Thursday, June 6, 2019

20190606.0430

I have posted on 6 June in six of the nine previous years: 2010 and 2014-2018. In all save the last two, I've commented on the anniversary of the D-Day invasion of Normandy, of which this year is the seventy-fifth. It is the diamond anniversary of an event more marked by steel and lead than any precious stone, and few are left to celebrate who were united then. It's not something to which I think I ought to speak all that much at this point. Honestly, what more can I add to such a conversation, when I have not worked to make myself an expert in it? I know that does not stop many from opining at length, and I am probably among those people, but I will at least not compound the error this time.
In all save the last year, as well (again with the poem-in-sequence), I have noted that the day is my parents' anniversary; they've been married thirty-eight years today. I'm not sure what I can add to that, either, except to say again that I am glad they are and have remained married, and that I love them. But I think they have known it for some time, even if I do not think they weary of hearing it.

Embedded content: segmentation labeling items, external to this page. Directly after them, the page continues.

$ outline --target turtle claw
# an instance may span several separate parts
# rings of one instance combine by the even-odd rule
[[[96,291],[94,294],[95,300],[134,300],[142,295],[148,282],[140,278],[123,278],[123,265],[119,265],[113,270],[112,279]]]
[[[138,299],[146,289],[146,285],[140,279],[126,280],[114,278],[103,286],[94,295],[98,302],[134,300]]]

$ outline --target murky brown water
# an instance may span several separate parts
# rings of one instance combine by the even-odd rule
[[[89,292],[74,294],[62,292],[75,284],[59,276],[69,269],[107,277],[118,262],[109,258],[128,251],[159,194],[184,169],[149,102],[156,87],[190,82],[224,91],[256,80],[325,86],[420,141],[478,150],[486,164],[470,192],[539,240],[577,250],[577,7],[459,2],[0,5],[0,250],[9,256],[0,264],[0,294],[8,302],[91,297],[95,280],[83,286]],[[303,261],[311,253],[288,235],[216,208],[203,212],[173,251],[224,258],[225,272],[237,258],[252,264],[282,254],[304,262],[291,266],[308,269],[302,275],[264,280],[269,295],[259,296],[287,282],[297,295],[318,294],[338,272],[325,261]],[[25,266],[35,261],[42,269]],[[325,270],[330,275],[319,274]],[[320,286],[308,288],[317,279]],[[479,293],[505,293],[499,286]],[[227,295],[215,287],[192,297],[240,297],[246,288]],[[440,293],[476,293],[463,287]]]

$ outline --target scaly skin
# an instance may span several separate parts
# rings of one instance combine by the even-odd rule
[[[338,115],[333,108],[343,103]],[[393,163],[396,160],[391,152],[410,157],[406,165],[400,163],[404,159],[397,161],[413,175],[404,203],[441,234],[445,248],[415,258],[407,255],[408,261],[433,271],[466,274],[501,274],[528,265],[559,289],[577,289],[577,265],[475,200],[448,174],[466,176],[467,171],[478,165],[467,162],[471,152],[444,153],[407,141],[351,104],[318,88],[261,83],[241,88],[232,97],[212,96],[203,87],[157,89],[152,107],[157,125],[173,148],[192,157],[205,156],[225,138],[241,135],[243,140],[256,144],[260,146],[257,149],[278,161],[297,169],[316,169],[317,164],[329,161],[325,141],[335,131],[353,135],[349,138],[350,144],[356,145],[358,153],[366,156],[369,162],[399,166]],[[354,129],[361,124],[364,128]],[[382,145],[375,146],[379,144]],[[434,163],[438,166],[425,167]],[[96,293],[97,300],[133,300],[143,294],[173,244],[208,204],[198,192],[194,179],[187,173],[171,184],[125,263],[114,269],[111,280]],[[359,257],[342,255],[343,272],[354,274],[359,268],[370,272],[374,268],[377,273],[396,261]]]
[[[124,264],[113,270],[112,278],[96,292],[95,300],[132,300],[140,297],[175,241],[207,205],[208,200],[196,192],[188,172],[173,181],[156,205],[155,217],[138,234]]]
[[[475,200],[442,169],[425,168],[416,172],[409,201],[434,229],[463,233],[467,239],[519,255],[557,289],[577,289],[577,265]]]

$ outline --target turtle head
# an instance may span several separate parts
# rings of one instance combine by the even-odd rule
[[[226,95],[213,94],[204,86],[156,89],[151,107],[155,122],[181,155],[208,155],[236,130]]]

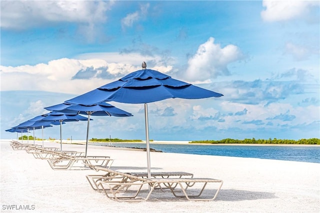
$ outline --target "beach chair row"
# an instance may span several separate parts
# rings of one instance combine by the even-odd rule
[[[14,141],[10,145],[14,150],[24,150],[28,153],[32,154],[36,159],[46,160],[50,167],[55,170],[89,169],[84,164],[110,168],[114,161],[110,156],[86,157],[84,153],[82,152],[60,151],[55,147],[42,147],[40,145],[21,144]]]
[[[146,173],[124,173],[110,169],[114,159],[109,156],[86,157],[84,152],[61,152],[54,147],[22,144],[16,141],[12,142],[11,146],[14,150],[24,150],[36,159],[46,160],[54,170],[80,168],[103,172],[103,174],[88,175],[86,178],[93,190],[118,202],[146,201],[155,191],[163,192],[163,195],[168,194],[166,192],[168,191],[176,198],[189,201],[212,201],[216,198],[223,184],[220,180],[194,178],[193,174],[184,172],[151,173],[151,178],[148,178]]]
[[[216,198],[223,184],[222,180],[195,178],[193,174],[188,173],[152,173],[152,178],[147,178],[146,173],[122,173],[93,165],[88,166],[96,171],[106,173],[102,175],[87,175],[91,187],[104,193],[110,199],[118,202],[147,201],[156,189],[163,192],[168,190],[175,197],[189,201],[212,201]],[[210,187],[206,195],[202,196],[209,184],[214,185],[213,187],[216,189],[212,191]],[[142,190],[144,188],[148,190]]]

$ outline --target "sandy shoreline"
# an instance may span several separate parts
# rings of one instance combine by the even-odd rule
[[[156,192],[150,201],[123,203],[92,190],[85,177],[96,172],[52,170],[46,161],[36,159],[24,150],[13,150],[8,141],[2,140],[0,145],[2,212],[16,212],[6,209],[12,205],[34,205],[34,209],[28,212],[52,213],[320,212],[320,164],[152,152],[152,171],[182,171],[195,177],[222,180],[216,200],[188,202]],[[62,147],[84,150],[83,145]],[[90,145],[88,152],[116,159],[114,170],[146,171],[145,152],[112,148]]]

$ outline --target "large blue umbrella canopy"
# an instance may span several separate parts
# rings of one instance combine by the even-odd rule
[[[196,99],[222,96],[222,94],[176,80],[158,71],[142,69],[66,102],[86,105],[104,101],[138,104],[168,98]]]
[[[106,103],[102,102],[97,104],[89,105],[83,104],[70,104],[67,103],[62,103],[56,105],[45,107],[48,110],[56,111],[64,113],[74,112],[76,113],[88,115],[88,123],[86,130],[86,157],[87,156],[87,150],[88,147],[88,141],[89,139],[89,127],[90,116],[116,116],[128,117],[132,116],[132,115],[114,106]]]
[[[62,124],[63,122],[86,121],[88,119],[80,115],[74,113],[64,113],[61,112],[52,111],[47,113],[42,121],[58,121],[60,122],[60,151],[62,151]]]
[[[222,94],[204,89],[188,83],[173,79],[156,70],[142,69],[132,72],[118,81],[76,97],[66,102],[92,104],[102,101],[116,101],[131,104],[144,104],[148,177],[150,178],[148,103],[168,98],[200,99],[219,97]]]

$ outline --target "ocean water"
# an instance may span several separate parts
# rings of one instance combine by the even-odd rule
[[[108,146],[108,143],[96,143]],[[112,143],[118,147],[145,148],[141,143]],[[320,146],[276,146],[198,145],[150,144],[150,148],[164,152],[240,157],[320,163]]]

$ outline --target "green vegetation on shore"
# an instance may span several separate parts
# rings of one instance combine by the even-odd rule
[[[254,138],[252,139],[244,139],[244,140],[232,139],[226,138],[218,141],[206,140],[206,141],[194,141],[190,143],[192,144],[318,144],[320,145],[320,139],[310,138],[309,139],[302,139],[298,141],[288,139],[277,139],[274,138],[268,140],[258,139]]]
[[[141,140],[126,140],[126,139],[120,139],[118,138],[102,138],[98,139],[97,138],[92,138],[90,140],[92,142],[108,142],[111,141],[112,142],[142,142]]]

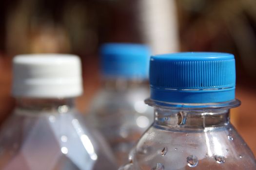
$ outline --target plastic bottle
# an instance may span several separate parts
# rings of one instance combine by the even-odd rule
[[[256,170],[253,153],[230,122],[233,55],[184,52],[151,57],[155,120],[119,170]]]
[[[150,51],[142,45],[109,43],[102,47],[100,55],[103,85],[89,117],[121,165],[153,122],[153,110],[144,103],[149,96]]]
[[[17,105],[0,131],[0,169],[117,168],[107,145],[76,109],[82,93],[78,57],[19,55],[13,76]]]

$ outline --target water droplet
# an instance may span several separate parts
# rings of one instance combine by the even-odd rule
[[[148,146],[146,145],[143,145],[141,147],[138,148],[138,153],[139,154],[144,154],[148,152]]]
[[[228,138],[229,139],[229,140],[233,140],[234,139],[233,137],[232,137],[232,136],[230,135],[228,136]]]
[[[161,151],[161,155],[162,156],[164,156],[166,154],[166,153],[167,153],[167,151],[168,151],[168,149],[166,147],[163,148],[163,149]]]
[[[62,147],[61,150],[61,152],[64,154],[67,154],[68,153],[68,150],[67,147]]]
[[[156,166],[151,169],[151,170],[164,170],[164,167],[162,164],[158,163]]]
[[[195,155],[189,155],[187,157],[187,163],[190,167],[196,167],[197,166],[198,160],[197,157]]]
[[[223,156],[215,155],[214,157],[218,164],[224,164],[225,163],[225,157]]]

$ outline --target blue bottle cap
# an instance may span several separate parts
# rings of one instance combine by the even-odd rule
[[[210,103],[235,99],[234,55],[180,52],[153,56],[151,99],[175,103]]]
[[[101,49],[101,70],[104,78],[148,78],[150,51],[143,45],[107,43]]]

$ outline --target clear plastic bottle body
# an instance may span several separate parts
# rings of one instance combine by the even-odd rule
[[[153,109],[144,103],[149,96],[144,82],[106,81],[88,115],[103,135],[121,165],[129,151],[153,122]]]
[[[154,107],[154,124],[120,170],[256,169],[252,152],[230,123],[232,106]]]
[[[0,132],[0,169],[115,170],[109,149],[72,101],[19,100]]]

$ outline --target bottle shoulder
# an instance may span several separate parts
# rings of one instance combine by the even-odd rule
[[[232,126],[187,132],[152,126],[131,152],[131,157],[136,170],[150,169],[157,163],[168,170],[256,169],[253,154]]]

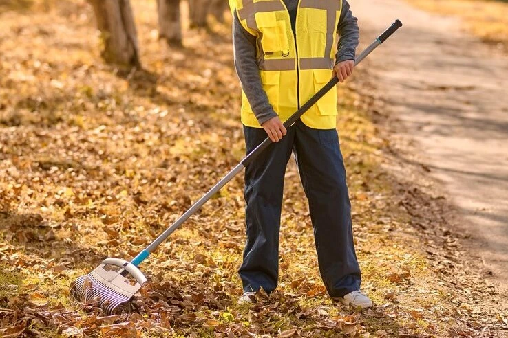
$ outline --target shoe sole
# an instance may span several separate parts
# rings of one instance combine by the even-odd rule
[[[342,304],[343,304],[346,306],[349,306],[350,305],[352,305],[353,306],[359,306],[361,307],[361,308],[368,308],[372,307],[372,302],[370,302],[369,303],[362,303],[362,304],[354,304],[352,302],[350,302],[348,300],[346,300],[344,298],[335,298],[337,300],[339,300]]]

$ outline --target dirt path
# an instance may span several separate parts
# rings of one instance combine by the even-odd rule
[[[460,23],[398,0],[357,0],[364,43],[404,23],[370,60],[395,133],[416,141],[436,187],[457,206],[456,231],[479,264],[508,284],[508,58],[461,32]],[[374,67],[372,67],[374,66]]]

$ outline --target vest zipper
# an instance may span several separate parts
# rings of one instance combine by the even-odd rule
[[[300,8],[300,1],[298,1],[298,5],[297,6],[297,15],[296,15],[296,22],[295,23],[295,30],[296,30],[296,26],[298,23],[298,8]],[[286,12],[288,13],[288,16],[289,16],[289,23],[291,23],[291,16],[289,15],[289,10],[288,10],[288,8],[286,7],[286,3],[284,3],[284,0],[280,0],[280,2],[282,3],[282,5],[284,6],[284,8],[286,8]],[[295,52],[296,53],[296,66],[297,66],[297,105],[298,106],[298,109],[300,109],[300,67],[298,63],[298,44],[297,43],[297,37],[296,37],[296,32],[293,30],[293,25],[291,25],[291,32],[293,32],[293,37],[295,40]]]

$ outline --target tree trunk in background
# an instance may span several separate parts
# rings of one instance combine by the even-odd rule
[[[107,63],[140,66],[138,36],[129,0],[89,0],[104,43]]]
[[[211,14],[217,19],[218,22],[223,23],[224,12],[226,9],[229,8],[227,0],[213,0],[211,1],[210,12]]]
[[[207,27],[207,14],[210,2],[210,0],[189,0],[189,19],[191,27]]]
[[[168,45],[182,45],[182,23],[180,0],[157,0],[159,38]]]

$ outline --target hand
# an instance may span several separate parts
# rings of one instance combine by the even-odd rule
[[[288,133],[278,116],[265,122],[262,126],[264,128],[272,142],[278,142]]]
[[[348,60],[335,65],[335,67],[333,67],[333,73],[334,75],[337,74],[337,77],[339,78],[341,82],[343,82],[346,78],[351,76],[353,68],[354,68],[354,61]]]

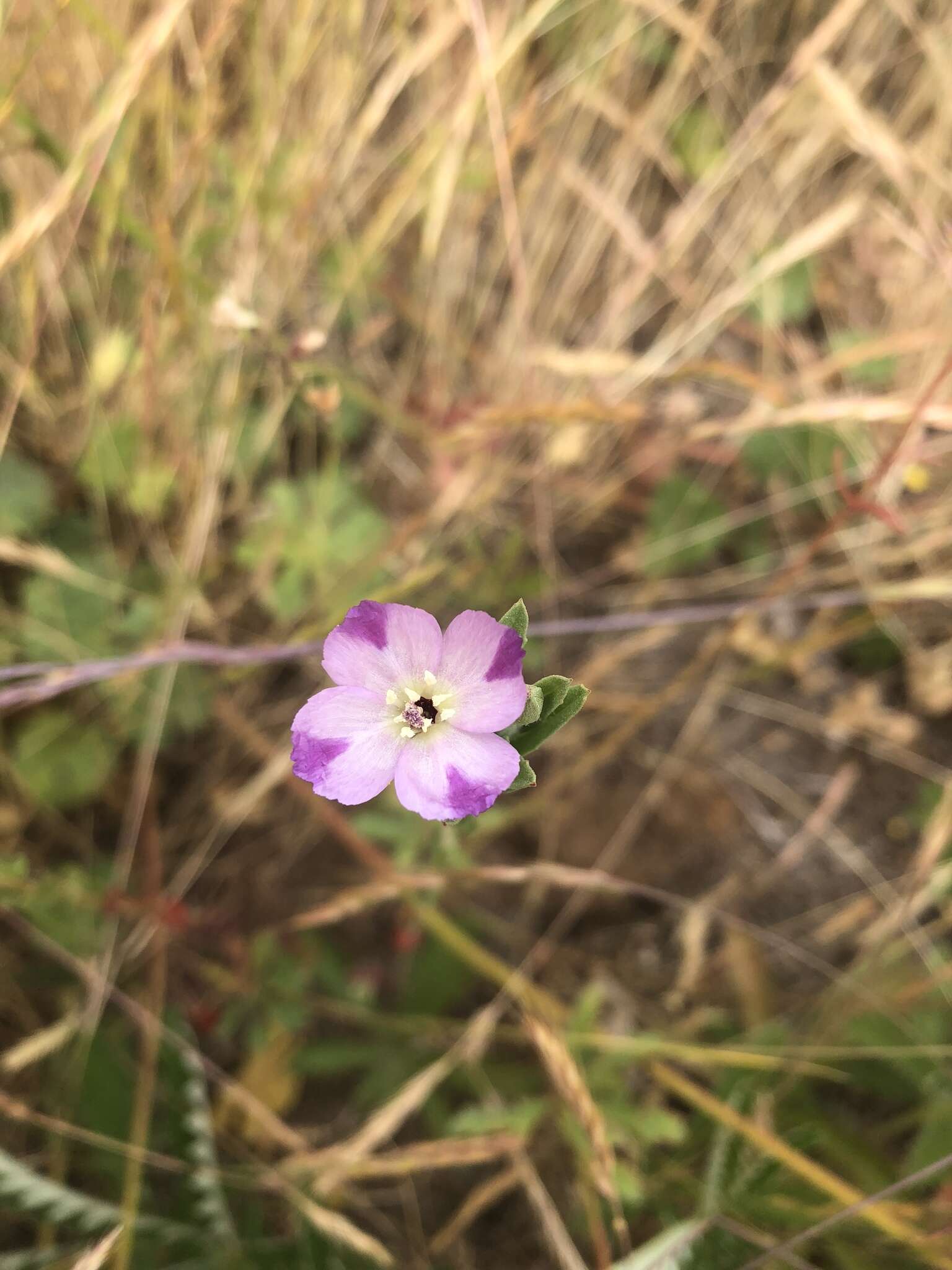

The commemorations may not offer much to reflect upon as I sit and write now, but some of the attending comments might. My 2016 post on the day, for example, gives me something to consider as I look back. Aside from a usage error that galls me as I read it (so much so that I've gone back and adjusted it), I find myself somewhat annoyed by the tone I hear in the piece (or perhaps an under- or overtone that sounds in my ear because I remember its composition). Not having steady work was not good for me, I think; the writing reads as having whining notes in it, as well as fundamentals in dark tones, indeed. And why should it not? I was beaten, leaving Oklahoma in defeat, and there are ways in which I've still not recovered from it.
I am not sure I ever will.
This is not to say that things are not better now than they were. I have steady work now, and decently fulfilling. More importantly, I am able to have a good life outside of work; I am not a creature of my professions only, as I had tried (foolishly) to be, or even mostly, as I often was. Instead, I have a life outside my work, and one that is of greater comfort to me than any work I have done. And I can still work on The Work--I am, in fact, getting more of that kind of thing done now than I did when I was making a go of making it in academe, which is a strange thing but not unenjoyable.
Even so, there lingers at the back of my mind a niggling voice that reminds me that I have been beaten. It calls out a cadence to which I still play, and I am not sure how to break away from that rhythm.